Luego construyeron la presa del oeste y modificaron el curso para que las casas
no se inundasen tras los deshielos.
Mientras la escucho hablar, mis ojos se llenan de lágrimas
de emoción. Mi madre nunca me había contado la historia de ninguno de los
grupos de dalias, y conocer el origen de esta tradición familiar, me hace
sentir muy especial. Solo espero que siga hablando y me cuente la historia de
cada una de ellas.
Cavamos hasta que la luz del atardecer nos sorprende. El
hoyo tiene una profundidad de un metro, y mi madre sonríe satisfecha. Se acerca
al cuerpo de mi amiga, la agarra de los pies y tira de ella hasta acercarla al
agujero.
—¿Puedo quedarme con su chaqueta? —pregunto antes de que
desaparezca.
—¿Alguien la ha visto con ella?
—No, es la que compramos esta mañana.
—Está bien —responde—. Es muy bonita. Te quedará muy bien, y
el color me gusta.
Asiento con la cabeza y se la quito con cuidado. Mientras lo
hago, no puedo evitar mirarla a la cara, y lo que siento al verla allí, fría e
inmóvil, hace que me sienta más viva que nunca.

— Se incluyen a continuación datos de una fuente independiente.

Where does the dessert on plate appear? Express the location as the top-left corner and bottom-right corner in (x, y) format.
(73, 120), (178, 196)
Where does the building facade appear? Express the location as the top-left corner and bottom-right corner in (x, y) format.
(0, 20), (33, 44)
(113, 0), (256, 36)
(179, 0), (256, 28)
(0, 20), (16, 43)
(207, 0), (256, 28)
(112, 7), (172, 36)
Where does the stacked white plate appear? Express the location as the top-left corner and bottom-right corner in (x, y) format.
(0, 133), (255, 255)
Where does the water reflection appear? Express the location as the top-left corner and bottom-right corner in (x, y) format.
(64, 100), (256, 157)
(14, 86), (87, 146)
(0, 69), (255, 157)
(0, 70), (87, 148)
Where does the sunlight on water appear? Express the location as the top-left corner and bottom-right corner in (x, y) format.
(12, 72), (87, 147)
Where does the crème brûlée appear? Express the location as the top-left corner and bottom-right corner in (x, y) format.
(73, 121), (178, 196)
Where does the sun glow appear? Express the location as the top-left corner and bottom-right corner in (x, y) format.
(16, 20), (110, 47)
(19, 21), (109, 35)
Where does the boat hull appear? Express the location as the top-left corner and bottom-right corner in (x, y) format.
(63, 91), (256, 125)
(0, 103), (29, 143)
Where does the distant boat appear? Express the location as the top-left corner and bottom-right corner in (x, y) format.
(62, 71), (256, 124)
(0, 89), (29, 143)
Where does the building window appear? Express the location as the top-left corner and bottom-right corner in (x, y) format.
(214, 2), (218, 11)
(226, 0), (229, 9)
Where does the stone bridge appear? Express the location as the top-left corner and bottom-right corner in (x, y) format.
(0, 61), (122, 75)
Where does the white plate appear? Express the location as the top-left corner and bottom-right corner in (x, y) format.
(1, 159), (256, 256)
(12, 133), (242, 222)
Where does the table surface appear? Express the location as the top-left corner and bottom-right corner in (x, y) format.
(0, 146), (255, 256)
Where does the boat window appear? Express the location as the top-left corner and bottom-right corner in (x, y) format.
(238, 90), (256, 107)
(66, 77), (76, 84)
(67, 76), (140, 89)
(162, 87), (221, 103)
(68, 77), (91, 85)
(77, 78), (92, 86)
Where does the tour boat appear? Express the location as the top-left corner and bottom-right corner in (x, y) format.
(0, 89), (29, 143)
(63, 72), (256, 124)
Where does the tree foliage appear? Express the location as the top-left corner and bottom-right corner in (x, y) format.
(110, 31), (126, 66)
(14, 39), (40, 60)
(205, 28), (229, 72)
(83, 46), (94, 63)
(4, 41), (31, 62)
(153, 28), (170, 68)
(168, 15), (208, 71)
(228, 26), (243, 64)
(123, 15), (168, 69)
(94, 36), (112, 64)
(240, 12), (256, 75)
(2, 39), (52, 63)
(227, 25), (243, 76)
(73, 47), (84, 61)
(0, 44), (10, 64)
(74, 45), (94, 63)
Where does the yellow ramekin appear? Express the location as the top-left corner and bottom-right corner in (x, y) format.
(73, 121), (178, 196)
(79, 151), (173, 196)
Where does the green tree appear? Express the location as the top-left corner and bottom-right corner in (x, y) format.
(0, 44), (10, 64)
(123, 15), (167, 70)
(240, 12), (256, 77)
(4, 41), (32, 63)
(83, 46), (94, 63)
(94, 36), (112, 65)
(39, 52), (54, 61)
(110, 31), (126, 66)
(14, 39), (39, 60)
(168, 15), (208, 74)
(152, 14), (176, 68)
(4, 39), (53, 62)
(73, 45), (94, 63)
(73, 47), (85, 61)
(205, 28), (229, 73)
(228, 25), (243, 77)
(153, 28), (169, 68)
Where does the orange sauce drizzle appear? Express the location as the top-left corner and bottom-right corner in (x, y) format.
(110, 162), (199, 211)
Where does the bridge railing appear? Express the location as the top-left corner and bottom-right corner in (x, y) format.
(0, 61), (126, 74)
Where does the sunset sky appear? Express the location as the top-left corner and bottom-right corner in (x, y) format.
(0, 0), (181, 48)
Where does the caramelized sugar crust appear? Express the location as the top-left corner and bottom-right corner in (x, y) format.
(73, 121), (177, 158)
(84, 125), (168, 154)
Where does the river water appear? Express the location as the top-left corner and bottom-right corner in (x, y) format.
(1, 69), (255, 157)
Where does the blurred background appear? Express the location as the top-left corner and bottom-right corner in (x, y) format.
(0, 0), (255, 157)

Dejo la chaqueta a un lado y entre las dos empujamos el
cuerpo. El golpe que hace al chocar contra el fondo me produce un intenso
escalofrío. Tapamos el agujero, y cuando acabamos nos quedamos mirando el lugar
durante unos segundos. Mi madre me da un beso en la frente y pasa un brazo por
mis hombros.
—Definitivamente necesitábamos unas dalias nuevas, y ahí
quedarán perfectas. Mañana iremos a comprarlas. ¿De qué color quieres que sean?
—Naranjas.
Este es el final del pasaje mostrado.